Even more concerning, he has walked 11 batters with men on base, leading to an opponent’s OBP of .409 with men already on base. Rosenthal’s struggles from the stretch seem to be related to his rushing to the plate. Based purely on the times I have seen him throw, he has a propensity to rush to the plate when pitching from the stretch, which does not give his throwing arm time to get up into position. This tendency for his arm to lag leaves him susceptible to throw the ball up, which is where most of his pitches are missing. With his struggles from the stretch, it is no wonder Rosenthal’s Left on Base% has dropped 5.3% from last season.

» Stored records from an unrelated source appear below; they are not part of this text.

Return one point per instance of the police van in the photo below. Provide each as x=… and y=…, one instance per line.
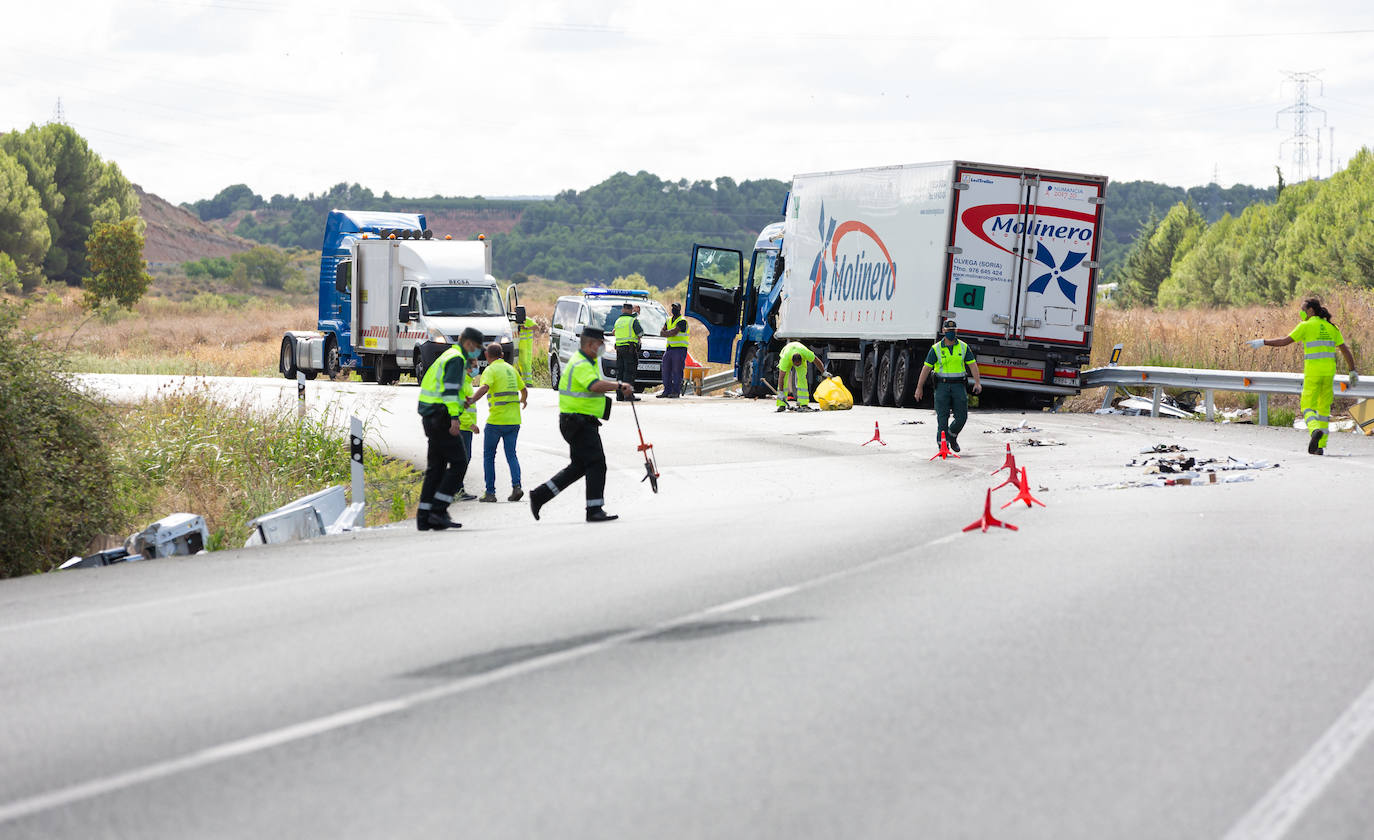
x=601, y=308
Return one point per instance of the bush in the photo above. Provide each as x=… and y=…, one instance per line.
x=55, y=484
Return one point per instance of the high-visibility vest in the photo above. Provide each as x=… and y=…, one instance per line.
x=625, y=330
x=436, y=389
x=503, y=387
x=950, y=360
x=575, y=392
x=680, y=338
x=1319, y=354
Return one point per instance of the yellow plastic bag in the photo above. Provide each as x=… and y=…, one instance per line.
x=831, y=395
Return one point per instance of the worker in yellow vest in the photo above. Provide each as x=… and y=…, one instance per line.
x=952, y=363
x=1319, y=340
x=675, y=358
x=506, y=395
x=628, y=332
x=440, y=409
x=792, y=376
x=581, y=406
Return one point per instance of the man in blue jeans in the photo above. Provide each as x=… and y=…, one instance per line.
x=506, y=395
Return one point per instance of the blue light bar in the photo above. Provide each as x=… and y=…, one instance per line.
x=599, y=292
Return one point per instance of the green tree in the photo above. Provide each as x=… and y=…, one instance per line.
x=54, y=466
x=24, y=226
x=1153, y=256
x=76, y=189
x=265, y=264
x=114, y=252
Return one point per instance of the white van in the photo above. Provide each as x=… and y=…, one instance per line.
x=601, y=308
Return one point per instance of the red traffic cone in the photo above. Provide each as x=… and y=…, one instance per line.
x=1014, y=480
x=1010, y=463
x=1025, y=492
x=988, y=520
x=944, y=454
x=877, y=437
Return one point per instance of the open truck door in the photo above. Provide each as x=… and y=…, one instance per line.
x=715, y=297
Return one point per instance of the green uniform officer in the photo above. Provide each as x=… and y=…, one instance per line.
x=581, y=409
x=440, y=409
x=1319, y=340
x=627, y=348
x=792, y=376
x=951, y=362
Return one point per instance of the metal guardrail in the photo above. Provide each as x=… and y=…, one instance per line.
x=1209, y=381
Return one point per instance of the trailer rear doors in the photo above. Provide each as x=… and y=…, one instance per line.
x=1024, y=255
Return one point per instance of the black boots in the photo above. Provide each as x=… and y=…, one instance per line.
x=537, y=498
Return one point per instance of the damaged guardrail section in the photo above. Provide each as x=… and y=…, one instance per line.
x=1209, y=381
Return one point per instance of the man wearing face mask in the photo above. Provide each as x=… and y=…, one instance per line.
x=581, y=407
x=441, y=409
x=951, y=362
x=675, y=358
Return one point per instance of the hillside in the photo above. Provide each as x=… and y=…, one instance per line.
x=175, y=235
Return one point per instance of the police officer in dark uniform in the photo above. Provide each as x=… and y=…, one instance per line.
x=440, y=406
x=581, y=407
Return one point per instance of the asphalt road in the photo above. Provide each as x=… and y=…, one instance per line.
x=794, y=638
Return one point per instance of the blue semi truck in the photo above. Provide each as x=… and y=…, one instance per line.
x=390, y=293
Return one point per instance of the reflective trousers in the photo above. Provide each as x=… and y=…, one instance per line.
x=794, y=382
x=445, y=461
x=588, y=458
x=951, y=398
x=1316, y=403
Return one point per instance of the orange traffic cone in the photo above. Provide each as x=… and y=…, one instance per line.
x=1025, y=492
x=1014, y=480
x=1010, y=463
x=944, y=454
x=988, y=520
x=877, y=437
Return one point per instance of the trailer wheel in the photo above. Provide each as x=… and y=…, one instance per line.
x=869, y=388
x=331, y=358
x=903, y=378
x=885, y=377
x=287, y=360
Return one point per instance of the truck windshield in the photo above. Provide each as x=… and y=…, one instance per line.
x=651, y=316
x=460, y=301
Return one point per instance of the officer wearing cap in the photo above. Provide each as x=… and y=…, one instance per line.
x=951, y=362
x=440, y=409
x=581, y=406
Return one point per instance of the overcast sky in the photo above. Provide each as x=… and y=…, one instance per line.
x=531, y=98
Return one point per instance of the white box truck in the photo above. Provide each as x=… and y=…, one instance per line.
x=388, y=286
x=867, y=264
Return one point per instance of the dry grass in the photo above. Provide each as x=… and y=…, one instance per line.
x=1213, y=338
x=210, y=334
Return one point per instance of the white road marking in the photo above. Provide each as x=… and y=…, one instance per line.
x=373, y=711
x=1305, y=781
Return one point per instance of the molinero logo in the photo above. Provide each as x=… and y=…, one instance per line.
x=858, y=274
x=1068, y=228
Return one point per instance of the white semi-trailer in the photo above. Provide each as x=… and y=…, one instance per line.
x=867, y=264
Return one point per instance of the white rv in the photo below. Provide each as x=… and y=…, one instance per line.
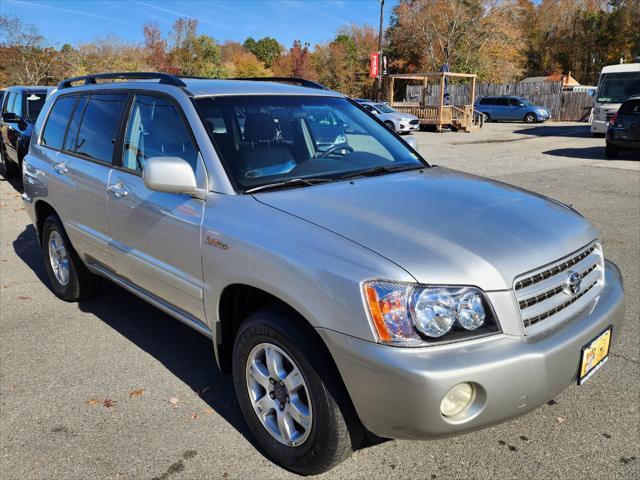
x=617, y=83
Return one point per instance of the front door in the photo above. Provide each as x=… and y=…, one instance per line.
x=156, y=237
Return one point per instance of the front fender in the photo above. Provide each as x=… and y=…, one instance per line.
x=316, y=272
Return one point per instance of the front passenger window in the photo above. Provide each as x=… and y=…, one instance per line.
x=156, y=129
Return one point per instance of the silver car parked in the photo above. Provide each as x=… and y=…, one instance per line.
x=347, y=285
x=398, y=121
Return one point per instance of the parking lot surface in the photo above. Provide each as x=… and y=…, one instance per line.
x=113, y=388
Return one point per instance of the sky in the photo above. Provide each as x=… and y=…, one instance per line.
x=313, y=21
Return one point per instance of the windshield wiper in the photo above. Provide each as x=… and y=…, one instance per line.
x=294, y=182
x=379, y=170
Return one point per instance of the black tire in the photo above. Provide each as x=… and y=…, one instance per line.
x=335, y=429
x=81, y=282
x=611, y=151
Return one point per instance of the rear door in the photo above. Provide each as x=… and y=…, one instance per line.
x=82, y=169
x=157, y=235
x=11, y=128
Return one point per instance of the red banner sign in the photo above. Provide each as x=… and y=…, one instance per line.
x=374, y=66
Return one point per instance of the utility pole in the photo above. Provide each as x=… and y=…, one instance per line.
x=379, y=89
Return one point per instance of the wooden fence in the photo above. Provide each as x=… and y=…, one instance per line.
x=566, y=106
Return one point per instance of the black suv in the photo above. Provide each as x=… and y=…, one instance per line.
x=20, y=109
x=623, y=132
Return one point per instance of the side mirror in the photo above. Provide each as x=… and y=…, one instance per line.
x=411, y=141
x=170, y=175
x=10, y=117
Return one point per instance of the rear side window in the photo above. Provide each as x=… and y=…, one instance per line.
x=629, y=107
x=156, y=129
x=56, y=126
x=99, y=127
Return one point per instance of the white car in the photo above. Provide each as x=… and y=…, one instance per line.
x=398, y=121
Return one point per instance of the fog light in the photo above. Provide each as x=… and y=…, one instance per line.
x=457, y=399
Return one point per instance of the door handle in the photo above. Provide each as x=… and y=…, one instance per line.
x=118, y=190
x=60, y=168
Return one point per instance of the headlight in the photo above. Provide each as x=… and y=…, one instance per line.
x=414, y=315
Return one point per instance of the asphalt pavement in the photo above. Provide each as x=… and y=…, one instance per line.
x=114, y=388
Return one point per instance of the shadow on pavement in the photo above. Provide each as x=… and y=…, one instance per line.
x=557, y=130
x=184, y=352
x=593, y=153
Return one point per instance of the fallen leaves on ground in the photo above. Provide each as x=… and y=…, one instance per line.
x=136, y=393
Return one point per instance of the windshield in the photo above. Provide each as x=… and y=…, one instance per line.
x=35, y=102
x=384, y=108
x=617, y=87
x=269, y=139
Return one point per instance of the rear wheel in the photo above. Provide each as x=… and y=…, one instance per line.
x=611, y=151
x=291, y=395
x=69, y=277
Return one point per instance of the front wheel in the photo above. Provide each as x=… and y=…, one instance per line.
x=291, y=395
x=69, y=277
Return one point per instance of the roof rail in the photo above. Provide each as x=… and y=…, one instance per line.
x=165, y=78
x=300, y=81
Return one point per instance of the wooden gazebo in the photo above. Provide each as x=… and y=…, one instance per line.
x=460, y=116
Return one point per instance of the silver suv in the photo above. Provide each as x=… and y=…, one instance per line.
x=349, y=286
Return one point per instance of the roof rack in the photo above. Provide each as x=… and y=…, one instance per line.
x=164, y=78
x=300, y=81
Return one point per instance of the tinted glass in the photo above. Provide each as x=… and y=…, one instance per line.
x=617, y=87
x=99, y=127
x=34, y=103
x=156, y=129
x=630, y=107
x=56, y=126
x=72, y=133
x=275, y=138
x=10, y=106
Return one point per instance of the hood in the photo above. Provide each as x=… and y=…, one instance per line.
x=443, y=226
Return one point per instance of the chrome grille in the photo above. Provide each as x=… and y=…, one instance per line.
x=545, y=292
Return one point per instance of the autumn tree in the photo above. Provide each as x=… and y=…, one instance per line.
x=24, y=59
x=267, y=49
x=296, y=63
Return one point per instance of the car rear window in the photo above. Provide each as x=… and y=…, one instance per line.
x=99, y=126
x=629, y=107
x=34, y=103
x=56, y=126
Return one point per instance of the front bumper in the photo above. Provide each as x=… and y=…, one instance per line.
x=397, y=391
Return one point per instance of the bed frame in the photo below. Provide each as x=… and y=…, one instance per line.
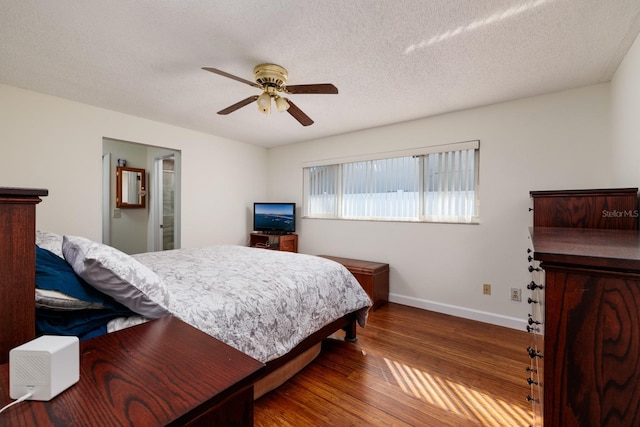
x=17, y=290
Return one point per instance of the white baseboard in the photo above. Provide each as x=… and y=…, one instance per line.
x=466, y=313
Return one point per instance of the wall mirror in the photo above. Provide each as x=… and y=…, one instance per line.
x=131, y=188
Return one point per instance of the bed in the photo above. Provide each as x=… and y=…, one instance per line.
x=274, y=306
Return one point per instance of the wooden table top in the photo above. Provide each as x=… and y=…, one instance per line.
x=151, y=374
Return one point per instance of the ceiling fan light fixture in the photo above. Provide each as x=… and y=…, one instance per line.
x=281, y=104
x=264, y=103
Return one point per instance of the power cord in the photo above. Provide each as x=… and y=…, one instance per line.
x=21, y=399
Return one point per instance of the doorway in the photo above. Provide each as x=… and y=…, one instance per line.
x=156, y=227
x=165, y=203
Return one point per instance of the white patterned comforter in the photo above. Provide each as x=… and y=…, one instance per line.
x=258, y=301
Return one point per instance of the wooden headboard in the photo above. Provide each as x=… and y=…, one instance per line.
x=17, y=266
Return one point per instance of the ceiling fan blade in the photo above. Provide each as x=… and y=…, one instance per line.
x=327, y=88
x=231, y=76
x=298, y=114
x=238, y=105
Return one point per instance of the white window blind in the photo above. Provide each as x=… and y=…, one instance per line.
x=428, y=185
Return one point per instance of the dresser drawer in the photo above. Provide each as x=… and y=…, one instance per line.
x=372, y=276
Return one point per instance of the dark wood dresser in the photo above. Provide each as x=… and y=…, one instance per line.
x=161, y=373
x=585, y=308
x=17, y=266
x=372, y=276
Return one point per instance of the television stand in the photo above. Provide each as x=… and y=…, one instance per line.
x=276, y=242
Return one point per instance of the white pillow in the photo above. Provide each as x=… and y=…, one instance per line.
x=118, y=275
x=49, y=241
x=54, y=300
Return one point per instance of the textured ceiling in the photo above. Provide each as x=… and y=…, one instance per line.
x=392, y=61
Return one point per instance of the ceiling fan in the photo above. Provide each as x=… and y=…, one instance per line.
x=272, y=80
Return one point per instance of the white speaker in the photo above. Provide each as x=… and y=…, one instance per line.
x=45, y=367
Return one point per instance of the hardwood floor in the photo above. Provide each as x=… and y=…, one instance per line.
x=410, y=367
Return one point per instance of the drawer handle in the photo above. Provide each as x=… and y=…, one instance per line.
x=533, y=286
x=533, y=353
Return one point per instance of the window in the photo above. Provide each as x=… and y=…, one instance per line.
x=434, y=184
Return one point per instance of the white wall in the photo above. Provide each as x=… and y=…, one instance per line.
x=49, y=142
x=625, y=113
x=558, y=141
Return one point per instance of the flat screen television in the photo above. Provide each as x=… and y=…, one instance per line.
x=274, y=218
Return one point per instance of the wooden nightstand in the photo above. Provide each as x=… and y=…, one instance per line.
x=163, y=372
x=372, y=276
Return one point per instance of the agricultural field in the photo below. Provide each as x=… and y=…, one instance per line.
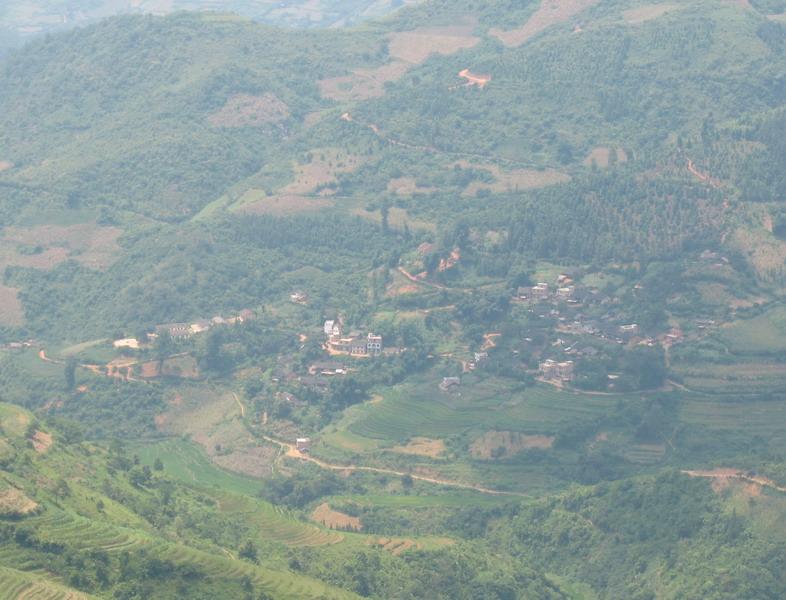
x=764, y=334
x=614, y=433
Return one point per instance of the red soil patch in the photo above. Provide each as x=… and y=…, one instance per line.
x=243, y=110
x=550, y=12
x=416, y=46
x=474, y=79
x=42, y=441
x=11, y=312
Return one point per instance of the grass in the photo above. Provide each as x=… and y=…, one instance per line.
x=14, y=420
x=16, y=585
x=422, y=410
x=754, y=417
x=453, y=500
x=85, y=534
x=763, y=334
x=187, y=462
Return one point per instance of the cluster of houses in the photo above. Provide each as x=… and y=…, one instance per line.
x=353, y=344
x=564, y=291
x=186, y=330
x=552, y=370
x=19, y=345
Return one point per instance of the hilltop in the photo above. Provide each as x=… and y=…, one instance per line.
x=319, y=313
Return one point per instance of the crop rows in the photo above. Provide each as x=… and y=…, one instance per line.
x=81, y=533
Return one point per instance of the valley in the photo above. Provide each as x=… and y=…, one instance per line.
x=447, y=299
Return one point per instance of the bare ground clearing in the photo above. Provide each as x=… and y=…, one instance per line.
x=11, y=311
x=286, y=204
x=362, y=84
x=243, y=110
x=42, y=441
x=511, y=180
x=335, y=519
x=421, y=446
x=503, y=444
x=417, y=45
x=14, y=502
x=550, y=12
x=647, y=12
x=45, y=246
x=602, y=156
x=407, y=186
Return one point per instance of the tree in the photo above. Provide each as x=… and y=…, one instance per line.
x=164, y=347
x=249, y=552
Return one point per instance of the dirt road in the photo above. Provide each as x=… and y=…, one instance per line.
x=292, y=452
x=736, y=474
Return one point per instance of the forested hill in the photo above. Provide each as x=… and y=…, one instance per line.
x=612, y=130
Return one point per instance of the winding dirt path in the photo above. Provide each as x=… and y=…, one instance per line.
x=736, y=474
x=703, y=177
x=292, y=452
x=434, y=150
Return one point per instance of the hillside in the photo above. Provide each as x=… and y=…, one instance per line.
x=481, y=299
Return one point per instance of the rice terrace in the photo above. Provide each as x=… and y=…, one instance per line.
x=392, y=300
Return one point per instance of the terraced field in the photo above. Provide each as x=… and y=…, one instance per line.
x=17, y=585
x=425, y=411
x=188, y=463
x=763, y=334
x=279, y=523
x=82, y=534
x=754, y=417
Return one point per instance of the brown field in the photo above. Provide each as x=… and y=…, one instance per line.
x=285, y=205
x=422, y=447
x=322, y=170
x=512, y=181
x=11, y=311
x=647, y=12
x=42, y=441
x=212, y=420
x=416, y=46
x=313, y=118
x=474, y=79
x=765, y=253
x=184, y=367
x=550, y=12
x=310, y=179
x=602, y=156
x=243, y=110
x=88, y=243
x=335, y=519
x=14, y=502
x=407, y=186
x=362, y=84
x=511, y=442
x=398, y=545
x=397, y=217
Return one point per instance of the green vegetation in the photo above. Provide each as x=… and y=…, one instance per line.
x=185, y=201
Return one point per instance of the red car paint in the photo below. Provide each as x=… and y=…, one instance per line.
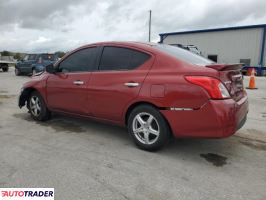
x=188, y=108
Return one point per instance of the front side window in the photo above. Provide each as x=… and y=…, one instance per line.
x=118, y=58
x=80, y=61
x=30, y=57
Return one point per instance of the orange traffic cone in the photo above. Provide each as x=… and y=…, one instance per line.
x=252, y=84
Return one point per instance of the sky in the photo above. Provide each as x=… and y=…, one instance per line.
x=61, y=25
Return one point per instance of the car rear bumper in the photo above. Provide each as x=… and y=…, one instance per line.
x=215, y=119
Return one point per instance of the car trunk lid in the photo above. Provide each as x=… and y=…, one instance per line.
x=232, y=78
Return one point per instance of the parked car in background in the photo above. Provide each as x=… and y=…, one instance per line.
x=190, y=47
x=34, y=63
x=154, y=90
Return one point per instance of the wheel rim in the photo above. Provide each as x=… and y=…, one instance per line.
x=146, y=128
x=35, y=106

This is not an article to criticize Rosenthal and call for his removal from the closer role, but rather to point out where Rosenthal needs to improve. His ERA is certainly high for a closer, but because he is not allowing many hits, he can easily improve his season by being more aggressive in the strike zone. A pitcher with as much stuff as Rosenthal should not be afraid to pitch within the zone. Working ahead in the count will also work to prevent the solid contact that has increased this year. Rosenthal shows the importance of throwing strikes, as he has gone from one of the premier late-inning arms in the game to a pitcher with the 114th best ERA of qualified relievers. Even in terms of FIP, Rosenthal ranks 51st among qualified relievers. While these are certainly discouraging trends, if he can return to throwing strikes the way he did in his previous two opportunities in the Majors, he will be able to reverse these trends.